Although the beneficial effects of valsartan in reducing the number of morbid events over time and of hospitalizations for HF tended to be relatively higher in the patients with the baseline SBP <110 mm Hg (Q1) as compared with those with SBP above 110 mm Hg, statistical test for interaction between treatment and baseline SBP did not detect a significant difference in effect in the 2 subgroups. Interestingly, valsartan did not actually decrease SBP in patients with the lowest pretreatment values, including those in Q1 with a SBP <110 mm Hg or even the subgroup with a SBP
100 mm Hg, even though valsartan was associated with a smaller increase in SBP as compared with placebo. In contrast, valsartan did cause a significant decrease in SBP in patients with higher baseline SBP that could have potentially counteracted its beneficial effects on morbidity rates. However, the present analysis did not indicate that the benefits of valsartan depended on baseline SBP or changes in SBP during the first 4 months of treatment, suggesting dissociation between the effects of valsartan on SBP and clinical outcomes. It should be emphasized, however, that these conclusions are based on the lack of significance for interaction. Although interaction tests can be useful exploratory tools, the lack of statistical significance for interaction tests may be partially due to their relatively low power. Thus, any inference based on interaction test results should be made with caution.

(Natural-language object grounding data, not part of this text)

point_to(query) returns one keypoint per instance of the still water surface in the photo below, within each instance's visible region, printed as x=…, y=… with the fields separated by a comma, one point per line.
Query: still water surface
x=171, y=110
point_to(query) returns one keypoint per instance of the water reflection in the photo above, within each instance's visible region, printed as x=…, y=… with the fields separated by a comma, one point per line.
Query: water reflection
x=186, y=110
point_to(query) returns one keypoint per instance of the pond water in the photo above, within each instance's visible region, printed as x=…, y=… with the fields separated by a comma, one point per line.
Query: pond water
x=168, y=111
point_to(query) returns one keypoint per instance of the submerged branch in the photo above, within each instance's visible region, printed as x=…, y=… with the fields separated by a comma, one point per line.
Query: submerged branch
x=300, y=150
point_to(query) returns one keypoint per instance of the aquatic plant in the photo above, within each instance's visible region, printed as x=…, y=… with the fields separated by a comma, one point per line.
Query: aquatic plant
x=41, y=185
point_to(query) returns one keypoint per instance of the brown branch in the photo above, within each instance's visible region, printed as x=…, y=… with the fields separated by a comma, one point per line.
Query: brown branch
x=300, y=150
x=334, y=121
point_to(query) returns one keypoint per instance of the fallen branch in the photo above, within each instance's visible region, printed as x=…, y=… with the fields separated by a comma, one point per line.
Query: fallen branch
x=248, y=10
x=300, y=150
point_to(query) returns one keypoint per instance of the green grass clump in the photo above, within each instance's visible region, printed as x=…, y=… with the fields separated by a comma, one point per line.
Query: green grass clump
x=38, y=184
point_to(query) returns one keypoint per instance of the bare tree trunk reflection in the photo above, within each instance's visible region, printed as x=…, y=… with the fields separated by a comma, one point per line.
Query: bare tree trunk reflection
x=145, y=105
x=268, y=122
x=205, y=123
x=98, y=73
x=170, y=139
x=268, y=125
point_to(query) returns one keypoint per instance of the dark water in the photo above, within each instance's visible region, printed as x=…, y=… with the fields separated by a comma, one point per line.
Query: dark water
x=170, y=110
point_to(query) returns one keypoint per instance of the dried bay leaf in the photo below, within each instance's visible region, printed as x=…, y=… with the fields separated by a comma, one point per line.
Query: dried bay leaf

The observation that blood pressure did not actually decrease in the group with low initial SBP suggests that the addition of valsartan was usually well tolerated by patients with moderate to severe chronic HF. Low SBP blood pressure should not preclude a trial of these agents that appear to benefit all patients. Is there a threshold SBP below which the use of an angiotensin receptor blocker is associated with deleterious outcomes? Although the present study was not designed to address this question, we did find that even in the small subgroup of 317 patients with a SBP between 90 and 100 mm Hg, valsartan appeared to have been well tolerated, on average, without frequent deleterious drops in blood pressure. Because patients with low initial SBP are at a greater risk of HF morbidity and mortality, and because a trend for greater risk reduction in morbidity was seen with valsartan for the low SBP patients (even though the risk reduction for HF hospitalization was significant for both low and high SBP patients), patients with low SBP could be expected to be more likely to benefit from this treatment. Moreover, the increases in serum creatinine, blood urea nitrogen, and potassium were no different in patients in baseline SBP Q1 or than those in Q2, Q3, and Q4, suggesting that introduction of valsartan even in patients with low SBP may not precipitate major adverse effects. However, a patients baseline SBP had to be >90 mm Hg to be eligible for this clinical trial or for an increase in the dose of the study medication. Thus, these data cannot address the use or benefits of valsartan in patients with HF and a SBP less than this level.
If low baseline SBP and a decrease in SBP over time are associated with worse outcomes, how can we explain the apparent dissociation between the blood pressure–lowering effects of valsartan and clinical outcomes? The fact that valsartan did not lower blood pressure in patients with a low baseline SBP could be explained by an improvement in the hemodynamics, although these were not measured in the present study. In patients with chronic HF, a low stroke volume threatens the arterial blood pressure and leads to a baroreceptor-mediated activation of several vasoconstrictive neurohormones that help to preserve blood pressure by increasing arterial impedance.19 The increase in impedance is, however, deleterious to the failing heart and further reduces the stroke volume, worsening hypotension. Vasodilators such as sodium nitroprusside reverse the functional abnormalities acutely by improving stroke volume and may increase blood pressure.10,20,21 Thus, the vasodilatory effects of valsartan might have lowered arterial impedance in patients with the lowest SBP who would be expected to have the highest impedance, thereby increasing the cardiac output and maintaining blood pressure. Over the long term, valsartan use was associated with an improvement in LV ejection fraction22 and a decrease in the levels of several neurohormones, including brain natriuretic peptide, norepinephrine, and aldosterone.23,24 Thus, the dual effects of lowering impedance (BP-lowering effect) and improving LV structural remodeling might have contributed to the beneficial effects of valsartan on hemodynamics and subsequently to reduced morbidity and mortality.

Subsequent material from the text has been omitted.